Austria

Acht Monate bedingt für bewaffneten Uni-Wien-Studenten

Der Physikstudent sprach nach dem Prozess mit Reportern.

© Michaela Reibenwein

Der Mann soll mit Waffe und Messer im Hörsaal erschienen sein. Er muss sich nun einer psychologischen Untersuchung unterziehen.

von Markus Strohmayer, Michaela Reibenwein

Ein Physikstudent sorgte Ende Oktober für Verunsicherung bei den Studierenden der Uni Wien. In aufeinanderfolgenden Wochen soll der junge Mann zuerst mit einer Pistole und dann mit einem Messer in die Vorlesung gekommen sein.

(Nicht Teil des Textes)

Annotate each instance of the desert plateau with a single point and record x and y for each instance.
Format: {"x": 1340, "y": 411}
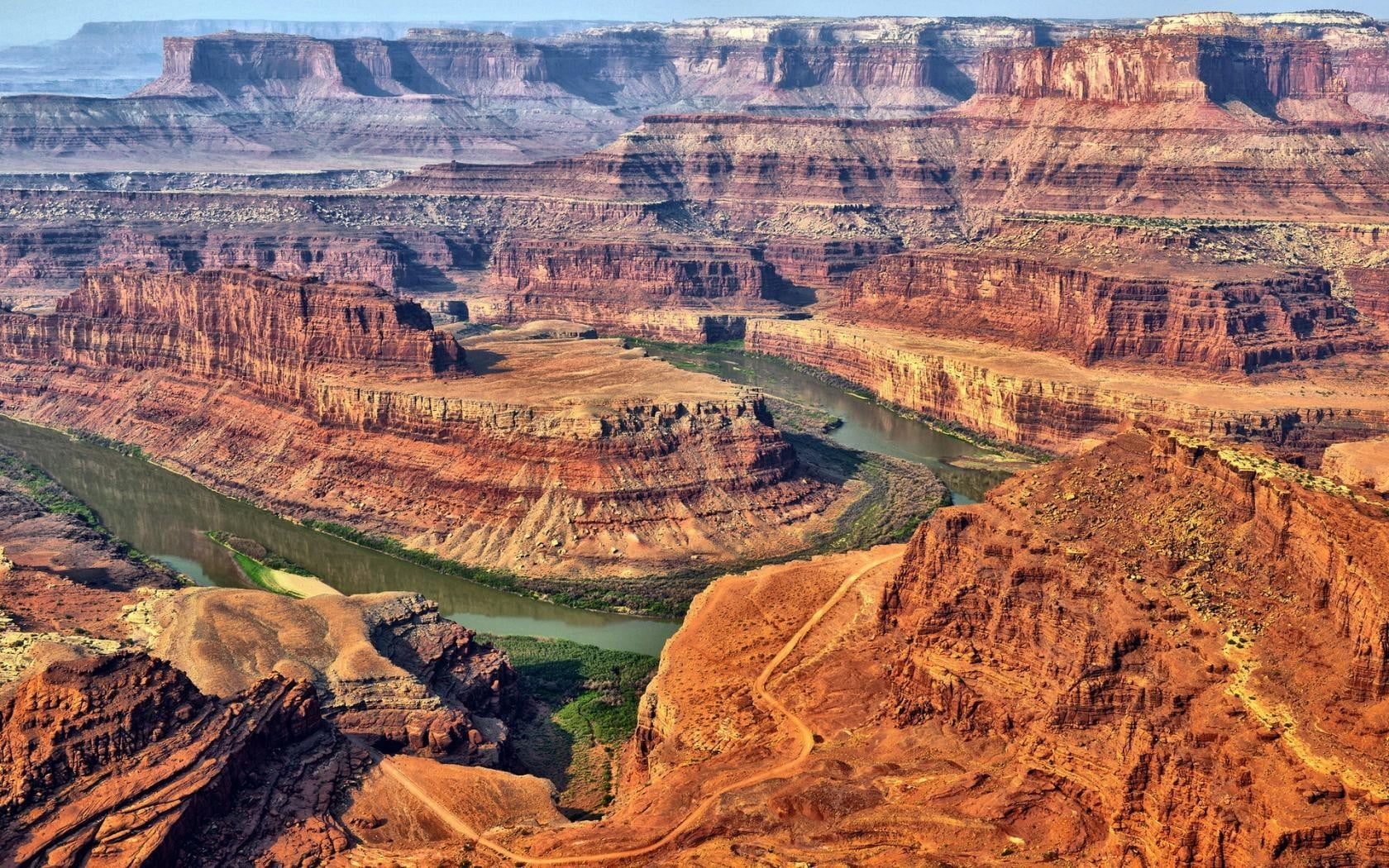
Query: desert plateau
{"x": 431, "y": 439}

Für das unerlaubte Tragen der Waffe in der Öffentlichkeit - er besitzt zwar eine Waffenbesitzkarte, diese berechtigt ihn aber nicht, die Schusswaffe zu tragen - musste er am Donnerstagvormittag am Wiener Landesgericht für Strafsachen erscheinen.

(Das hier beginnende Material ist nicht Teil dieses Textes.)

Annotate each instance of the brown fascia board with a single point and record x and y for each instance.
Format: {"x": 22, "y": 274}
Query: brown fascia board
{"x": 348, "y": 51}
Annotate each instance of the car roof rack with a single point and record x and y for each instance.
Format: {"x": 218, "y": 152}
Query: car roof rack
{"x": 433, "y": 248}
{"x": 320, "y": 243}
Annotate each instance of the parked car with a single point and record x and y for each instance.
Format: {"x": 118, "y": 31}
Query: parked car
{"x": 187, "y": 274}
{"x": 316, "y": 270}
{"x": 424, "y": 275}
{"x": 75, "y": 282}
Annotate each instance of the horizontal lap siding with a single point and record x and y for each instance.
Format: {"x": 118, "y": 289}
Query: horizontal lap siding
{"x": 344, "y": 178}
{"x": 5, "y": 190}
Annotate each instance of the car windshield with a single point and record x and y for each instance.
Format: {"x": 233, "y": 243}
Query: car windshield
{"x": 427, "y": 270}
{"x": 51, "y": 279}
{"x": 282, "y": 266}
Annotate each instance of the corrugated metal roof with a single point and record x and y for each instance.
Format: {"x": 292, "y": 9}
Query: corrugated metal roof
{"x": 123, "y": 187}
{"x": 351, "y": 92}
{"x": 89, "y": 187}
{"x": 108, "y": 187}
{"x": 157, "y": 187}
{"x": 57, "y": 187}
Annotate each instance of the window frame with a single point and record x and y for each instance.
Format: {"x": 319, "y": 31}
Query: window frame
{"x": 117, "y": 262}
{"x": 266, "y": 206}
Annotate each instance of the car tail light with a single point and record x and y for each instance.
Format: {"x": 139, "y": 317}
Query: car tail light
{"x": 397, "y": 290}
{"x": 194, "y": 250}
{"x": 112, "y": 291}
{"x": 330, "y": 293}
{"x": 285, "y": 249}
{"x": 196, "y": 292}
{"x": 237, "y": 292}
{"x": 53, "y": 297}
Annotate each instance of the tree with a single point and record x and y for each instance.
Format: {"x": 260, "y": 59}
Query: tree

Das Urteil lautete: acht Monate bedingt unter der Auflage einer psychologischen Untersuchung und ist nicht rechtskräftig. Der Student wird sich noch separat für hetzerische Hasspostings vor Gericht verantworten müssen, die angeblich von ihm stammen.  

Waffen- und Hausverbot

Die Aktion hatte schon vor dem Prozess Konsequenzen für den Mann. So sprach nicht nur die Uni Wien ein Hausverbot gegen ihn aus, die zuständige Bezirkshauptmannschaft Gänserndorf erlegte ihm auch ein Waffenverbot auf.

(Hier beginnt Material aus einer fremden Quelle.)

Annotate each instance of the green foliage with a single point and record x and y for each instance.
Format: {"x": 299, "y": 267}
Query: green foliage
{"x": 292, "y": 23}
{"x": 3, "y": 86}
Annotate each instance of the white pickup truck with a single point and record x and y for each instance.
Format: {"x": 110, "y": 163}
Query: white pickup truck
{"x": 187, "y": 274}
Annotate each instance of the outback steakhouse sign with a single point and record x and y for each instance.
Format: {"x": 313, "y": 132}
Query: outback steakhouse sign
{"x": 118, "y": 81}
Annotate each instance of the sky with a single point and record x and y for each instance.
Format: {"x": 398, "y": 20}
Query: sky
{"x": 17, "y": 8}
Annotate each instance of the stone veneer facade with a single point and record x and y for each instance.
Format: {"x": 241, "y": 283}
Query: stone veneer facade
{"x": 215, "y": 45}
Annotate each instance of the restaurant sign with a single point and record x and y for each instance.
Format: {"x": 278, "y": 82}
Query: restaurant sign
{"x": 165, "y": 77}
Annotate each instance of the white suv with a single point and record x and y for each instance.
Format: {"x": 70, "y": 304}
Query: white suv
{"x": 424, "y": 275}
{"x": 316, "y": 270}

Der Student zeigte sich ursprünglich einsichtig, als er mit der Schusswaffe erwischt wurde und vom Sicherheitsdienst der Universität aus der Lehrveranstaltung gebracht wurde. Er gab an, nach der Vorlesung zum Schießplatz zu wollen. Trotzdem erschien er eine Woche später mit einem Messer. 

Eine Studentin, die bei beiden Vorfällen mit dem Mann im Lehrsaal saß, erzählte dem KURIER im Oktober, dass der Student in Vorlesungen mit seinem militanten Auftreten bereits mehrmals aufgefallen war.